For Kevin Walsh, art is about creating first and asking questions later
By J.D. Ramey
Soon after graduating from high school, a fresh-faced artist/surfer named Kevin Walsh created one of the most outside-the-box job applications ever: a hand-painted surfboard adorned with a sign saying he was looking for work painting boards. Naturally, he took this creation where a large number of potential employers could get an eyeful of his work: the O’Neill Coldwater Classic.
Walsh’s talents weren’t lost on Stretch Boards owner Bill “Stretch” Riedell, who quickly offered him a job as a graphic artist. The young artist’s rewards for stepping out of his comfort zone were a dream-come-true gig and a long-term career.
“The whole reason why I’m able to do what I’m doing right now is ’cause I chose to do that,” says Walsh, now 34. “If you want something, you have to go out there and get it. That’s all it takes, ’cause I wasn’t that great of an artist yet. Getting the job painting surfboards is what opened the door to living my dream.”
From there, businesses began approaching Walsh to create T-shirt graphics, logo designs and posters for concerts and surf events such as the Vans World Cup of Surfing at Sunset Beach and, of course, the Coldwater Classic. In being asked to do work he wouldn’t have done otherwise, he was forced to expand his abilities. Part of this meant figuring out how to use the computer for graphics. “I just kind of learned as I worked,” the artist recalls.
Since then, Walsh’s work has appeared on decks from Creature Skateboards, on human flesh in the form of tattoos, on the surfaces of guitars and on concert posters for artists like Stone Temple Pilots, Michael Franti, Slightly Stoopid and The Black Eyed Peas. As he recounts, the poster art work first came to him through a friend for whom he was doing surfboard art. “One day he told me, ‘Jack Johnson’s going to be coming through Berkeley. You’d be perfect to do a poster for it, if you’re interested,’” he says.
Walsh, a fan of metal, punk and “the real, raw country music,” is especially fond of a poster he made for a Metallica concert. “That was a dream come true, because that’s always been a childhood favorite of mine forever,” he says, adding that he has always been “really into darker music: just anything that has a little bit more raw power to it, because if it’s a more psychedelic sound or a darker sound, there’s so many different directions you can go with creating images for that, rather than just your run-of-the-mill pop music.”
For all the diversity of the media with which Walsh works, he claims that his various canvasses have more similarities than differences. “It’s all just planning: knowing where to start first and where to end,” he offers. “It’s just a little bit different with the application, but as far as the way the mind works with visualizing shade, color and that kind of stuff, it’s all the same. There’s just a couple little things you have to tweak.”

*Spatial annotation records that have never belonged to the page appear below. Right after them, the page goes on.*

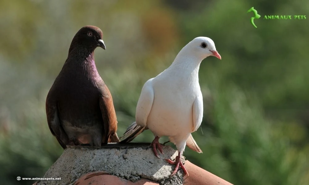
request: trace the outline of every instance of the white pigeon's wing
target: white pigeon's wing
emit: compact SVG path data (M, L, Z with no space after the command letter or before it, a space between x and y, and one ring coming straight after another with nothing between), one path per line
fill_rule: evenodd
M135 120L138 125L147 126L147 118L152 107L154 92L152 81L154 78L146 82L142 89L141 95L136 105Z
M203 96L200 93L193 103L193 126L192 131L196 131L201 125L203 119Z

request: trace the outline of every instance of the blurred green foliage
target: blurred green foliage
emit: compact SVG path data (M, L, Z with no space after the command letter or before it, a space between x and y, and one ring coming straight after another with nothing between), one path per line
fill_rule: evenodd
M118 135L134 120L142 87L193 38L222 57L199 72L204 115L187 158L235 184L309 183L309 23L255 20L306 15L301 0L0 1L0 179L41 177L63 150L46 122L47 92L81 27L104 32L97 68L113 96ZM146 131L135 142L151 142ZM162 139L162 141L164 140Z

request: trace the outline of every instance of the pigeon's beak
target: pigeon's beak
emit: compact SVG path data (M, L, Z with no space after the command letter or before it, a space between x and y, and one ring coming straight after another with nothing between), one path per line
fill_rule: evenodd
M98 40L97 44L98 46L104 49L104 50L106 49L106 47L105 46L105 44L104 43L104 41L103 41L102 39L100 39L99 40Z
M213 56L215 56L220 60L221 60L221 56L220 56L220 54L219 54L218 51L217 51L217 50L214 50L213 51L210 51L213 53Z

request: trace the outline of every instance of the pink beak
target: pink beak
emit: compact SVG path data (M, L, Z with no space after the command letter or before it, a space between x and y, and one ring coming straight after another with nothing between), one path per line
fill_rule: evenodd
M220 54L219 54L218 51L210 51L211 52L213 53L213 56L215 56L218 59L221 60L221 56L220 56Z

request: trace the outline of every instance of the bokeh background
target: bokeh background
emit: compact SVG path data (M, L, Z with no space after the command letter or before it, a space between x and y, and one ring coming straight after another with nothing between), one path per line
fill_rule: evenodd
M250 23L252 6L262 18ZM265 15L306 15L265 20ZM309 1L303 0L0 1L0 179L42 177L63 152L45 98L72 39L100 28L96 50L112 95L119 136L134 121L142 87L194 38L209 37L221 60L203 61L203 150L197 165L235 184L309 184ZM144 132L134 142L150 142ZM167 140L161 139L163 142Z

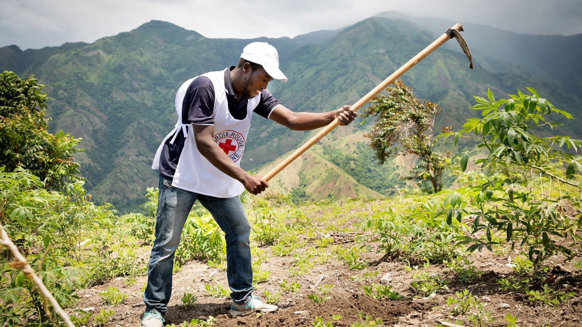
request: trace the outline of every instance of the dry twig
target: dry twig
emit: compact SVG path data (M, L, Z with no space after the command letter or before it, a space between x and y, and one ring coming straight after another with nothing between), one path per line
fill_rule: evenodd
M12 257L14 257L15 261L9 264L10 266L13 269L18 269L24 272L26 277L32 280L37 288L38 289L38 292L40 293L41 296L42 297L45 303L46 303L47 301L50 302L51 304L52 305L52 308L55 310L55 312L61 316L65 324L68 327L74 327L74 325L73 324L70 318L69 318L69 315L61 307L59 303L56 301L56 300L52 296L51 292L47 289L47 287L44 286L41 279L34 273L34 271L33 270L32 267L26 262L26 259L20 254L16 246L14 245L12 241L10 240L8 234L6 233L6 230L4 230L4 226L2 225L0 225L0 244L6 247L10 251L10 253L12 254ZM52 315L49 313L48 307L46 305L45 305L45 310L48 311L47 314L49 318L51 319L51 322L52 322L53 325L55 325L54 322L52 321Z

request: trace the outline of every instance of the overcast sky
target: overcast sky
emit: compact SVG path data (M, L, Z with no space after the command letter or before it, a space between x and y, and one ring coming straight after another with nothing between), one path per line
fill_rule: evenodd
M92 42L152 19L210 38L293 37L385 10L519 33L582 33L582 0L0 0L0 47Z

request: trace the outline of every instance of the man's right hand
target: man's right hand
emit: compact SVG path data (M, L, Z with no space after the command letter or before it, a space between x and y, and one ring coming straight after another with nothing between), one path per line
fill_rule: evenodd
M249 193L255 196L269 187L269 184L260 176L249 175L248 177L241 181L241 183Z

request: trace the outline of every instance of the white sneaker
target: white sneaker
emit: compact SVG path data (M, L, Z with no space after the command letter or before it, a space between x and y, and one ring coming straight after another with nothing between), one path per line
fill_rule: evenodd
M162 327L164 326L164 318L159 312L149 312L144 314L144 317L141 318L140 327Z
M233 302L232 305L230 307L230 314L237 315L253 311L270 312L278 310L279 310L279 307L265 303L258 296L251 294L246 302L242 304L237 304Z

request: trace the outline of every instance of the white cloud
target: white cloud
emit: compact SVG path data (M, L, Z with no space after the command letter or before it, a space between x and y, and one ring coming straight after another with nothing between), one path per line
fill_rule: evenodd
M478 23L517 33L582 33L580 0L0 0L0 46L22 48L95 40L152 19L207 37L294 37L336 29L385 10Z

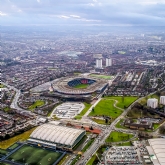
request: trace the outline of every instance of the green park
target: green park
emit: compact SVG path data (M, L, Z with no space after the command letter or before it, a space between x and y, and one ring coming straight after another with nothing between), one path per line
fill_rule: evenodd
M88 86L89 86L89 84L78 84L78 85L74 86L74 88L84 89L84 88L87 88Z
M116 106L122 109L129 107L138 97L134 96L105 96L106 99L116 100Z
M114 106L115 101L109 99L102 99L91 111L89 116L110 116L116 118L123 112L121 109Z
M33 110L33 109L35 109L35 108L37 108L37 107L41 107L41 106L43 106L45 104L45 101L43 101L43 100L37 100L36 102L34 102L31 106L29 106L29 110Z
M108 76L108 75L90 74L90 76L95 77L95 78L106 79L106 80L111 80L112 79L112 76Z
M106 139L106 142L120 142L120 141L128 141L133 137L132 134L127 134L123 132L113 131Z

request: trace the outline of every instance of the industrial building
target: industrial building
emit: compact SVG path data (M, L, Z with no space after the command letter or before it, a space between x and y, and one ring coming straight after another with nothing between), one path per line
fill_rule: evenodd
M79 114L85 108L83 103L80 102L66 102L59 106L57 106L53 115L56 115L58 118L74 118L77 114Z
M158 99L151 98L147 100L147 106L151 108L157 108L158 107Z
M165 96L160 96L160 104L165 105Z
M112 59L106 58L106 66L112 66Z
M165 165L165 138L148 140L150 146L146 146L150 159L154 165Z
M85 134L85 130L47 123L37 127L30 135L28 142L46 147L72 150Z

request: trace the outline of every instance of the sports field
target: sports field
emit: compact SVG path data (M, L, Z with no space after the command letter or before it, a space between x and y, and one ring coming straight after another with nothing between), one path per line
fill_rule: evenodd
M87 88L88 86L89 86L89 84L78 84L78 85L74 86L74 88L83 89L83 88Z
M116 118L121 115L122 110L114 107L114 100L102 99L95 107L94 110L91 111L89 116L110 116L111 118Z
M61 155L61 152L24 145L10 155L8 160L28 165L53 165Z
M101 75L101 74L90 74L91 77L102 78L106 80L111 80L112 76Z
M125 109L127 107L129 107L129 105L131 105L134 101L136 101L138 99L138 97L134 97L134 96L105 96L106 99L114 99L117 100L118 103L116 104L117 107Z
M44 105L45 102L43 100L37 100L34 104L32 104L31 106L29 106L30 110L35 109L36 107L40 107L42 105Z

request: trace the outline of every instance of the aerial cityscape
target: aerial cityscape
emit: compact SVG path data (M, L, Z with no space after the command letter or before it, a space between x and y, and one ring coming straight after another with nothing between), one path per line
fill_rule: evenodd
M164 0L0 4L0 165L165 165Z

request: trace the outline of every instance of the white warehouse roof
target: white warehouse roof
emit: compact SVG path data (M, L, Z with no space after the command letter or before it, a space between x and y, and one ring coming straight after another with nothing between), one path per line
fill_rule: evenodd
M148 152L150 155L154 155L154 165L165 165L165 138L149 139L150 149Z
M85 134L84 130L47 123L36 128L30 138L73 146L82 134Z

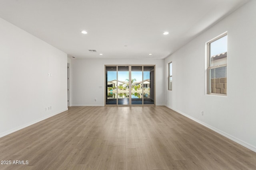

While growing up in Santa Clara, Walsh first saw a possible career path in art when he witnessed the achievements of his father, a successful self-taught artist. He soon took to mimicking his dad, painting whales and other marine life in his studio.
The now-grown artist still finds his greatest inspiration in nature. “My favorite thing to do is to be outside, whether it be on a lake, river, mountains, anywhere,” he notes. “Wildlife art and western art has always been the stuff that’s really triggered my imagination. Surfing, especially around here, you can go surf away from town and just be by yourself and have a lot of time to just be in your mind and think. And the obsession of surfing—it’s like having a nervous tic where you can’t help it: you’re constantly drawing, doodling waves.”
Walsh, who expresses an interest in taking on a young apprentice who wants to paint surfboards and get a job as an artist, is hard-pressed to name a highlight of his career so far. “You’re always looking ahead, wanting to do the next thing,” he states. “Whatever you’ve done is already in the past. Really, all of it is a highlight, because it’s all building blocks to where I’m at now and where it can go from here. Every bit of progress that I’ve made at that time was a huge highlight to me.”